Although it is not working as effectively as other drugs like ibuprofen, it is generally used to treat pain other than the pain caused by muscle cramps, bloating gastric distention, and skin irritation.
• Being one of the pain relievers, aspirin has been widely used to treat a variety of primary headaches, such as tension headaches, migraines, and cluster headaches. However, it is more effective in treating tension headaches.
• In addition to its ability to control pain, aspirin has another use in treating fever.
By consuming an aspirin, it will act on the prostaglandin system to irreversibly inhibit COX, which will reduce the inflammation that causes fever.
Although there are many benefits to taking aspirin therapy there are some precautions that must be taken into account to know whether or not you should take this medication. Aspirin may not be suitable for:
• Individuals sensitive to the stomach (people prone to gastric problems)

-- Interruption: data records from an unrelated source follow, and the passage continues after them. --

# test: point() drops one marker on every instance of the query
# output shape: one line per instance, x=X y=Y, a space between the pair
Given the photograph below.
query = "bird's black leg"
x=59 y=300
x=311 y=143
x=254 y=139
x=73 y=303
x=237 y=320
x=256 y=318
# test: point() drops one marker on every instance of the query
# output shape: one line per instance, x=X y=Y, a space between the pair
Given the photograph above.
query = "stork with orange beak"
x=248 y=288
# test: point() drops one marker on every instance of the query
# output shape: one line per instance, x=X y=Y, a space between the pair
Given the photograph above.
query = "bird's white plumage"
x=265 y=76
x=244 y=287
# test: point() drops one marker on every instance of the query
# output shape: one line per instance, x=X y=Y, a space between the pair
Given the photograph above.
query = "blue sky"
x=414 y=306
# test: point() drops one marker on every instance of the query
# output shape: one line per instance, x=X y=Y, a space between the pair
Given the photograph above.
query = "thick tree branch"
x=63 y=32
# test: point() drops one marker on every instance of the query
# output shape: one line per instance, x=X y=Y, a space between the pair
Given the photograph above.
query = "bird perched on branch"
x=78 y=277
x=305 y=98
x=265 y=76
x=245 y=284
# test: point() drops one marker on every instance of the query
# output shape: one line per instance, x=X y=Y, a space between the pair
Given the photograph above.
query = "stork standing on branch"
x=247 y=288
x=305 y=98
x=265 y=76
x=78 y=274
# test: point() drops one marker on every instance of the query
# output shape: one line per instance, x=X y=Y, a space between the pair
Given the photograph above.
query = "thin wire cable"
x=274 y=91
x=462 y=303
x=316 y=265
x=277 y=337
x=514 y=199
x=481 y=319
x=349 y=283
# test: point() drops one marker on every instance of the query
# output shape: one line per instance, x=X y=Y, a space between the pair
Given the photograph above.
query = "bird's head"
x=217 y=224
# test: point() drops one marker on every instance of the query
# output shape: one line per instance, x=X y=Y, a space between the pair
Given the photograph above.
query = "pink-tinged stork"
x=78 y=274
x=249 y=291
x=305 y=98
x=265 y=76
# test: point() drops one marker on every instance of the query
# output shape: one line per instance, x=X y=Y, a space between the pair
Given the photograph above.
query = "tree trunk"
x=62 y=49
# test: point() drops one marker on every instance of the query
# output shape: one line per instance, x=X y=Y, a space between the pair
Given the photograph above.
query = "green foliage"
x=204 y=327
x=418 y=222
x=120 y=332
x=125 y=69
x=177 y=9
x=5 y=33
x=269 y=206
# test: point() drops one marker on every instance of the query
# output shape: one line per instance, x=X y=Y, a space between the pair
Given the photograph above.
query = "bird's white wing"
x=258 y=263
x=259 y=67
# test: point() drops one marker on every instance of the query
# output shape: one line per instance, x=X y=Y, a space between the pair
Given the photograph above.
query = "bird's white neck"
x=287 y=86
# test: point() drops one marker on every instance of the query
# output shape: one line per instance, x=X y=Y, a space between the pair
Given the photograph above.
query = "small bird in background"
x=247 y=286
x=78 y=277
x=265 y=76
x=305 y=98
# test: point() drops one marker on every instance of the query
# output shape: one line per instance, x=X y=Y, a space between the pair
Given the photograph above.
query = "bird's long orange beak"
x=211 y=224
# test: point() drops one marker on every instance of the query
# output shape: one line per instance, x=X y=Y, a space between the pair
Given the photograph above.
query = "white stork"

• People who have a stroke (not caused by blood clots)
• There are also some side effects of taking aspirin. Some of the most common are stomach pain/discomfort and nausea.
Serious side effects can include the allergic reactions (difficulty breathing, swelling, and hives) and bleeding (abnormal bleeding including nosebleeds, vaginal bleeding, rectal bleeding, bloody urine, and in some cases, bleeding in the brain).
Due to the above reasons, please refrain from consuming aspirin regularly or in high doses without first consulting with your doctor.
It is important to know the individual medical condition before taking any medication.
In the meantime, you can practice a healthy lifestyle to prevent heart problems, such as engaging in physical activity for at least 30 minutes a day, eating healthy foods, and avoiding tobacco.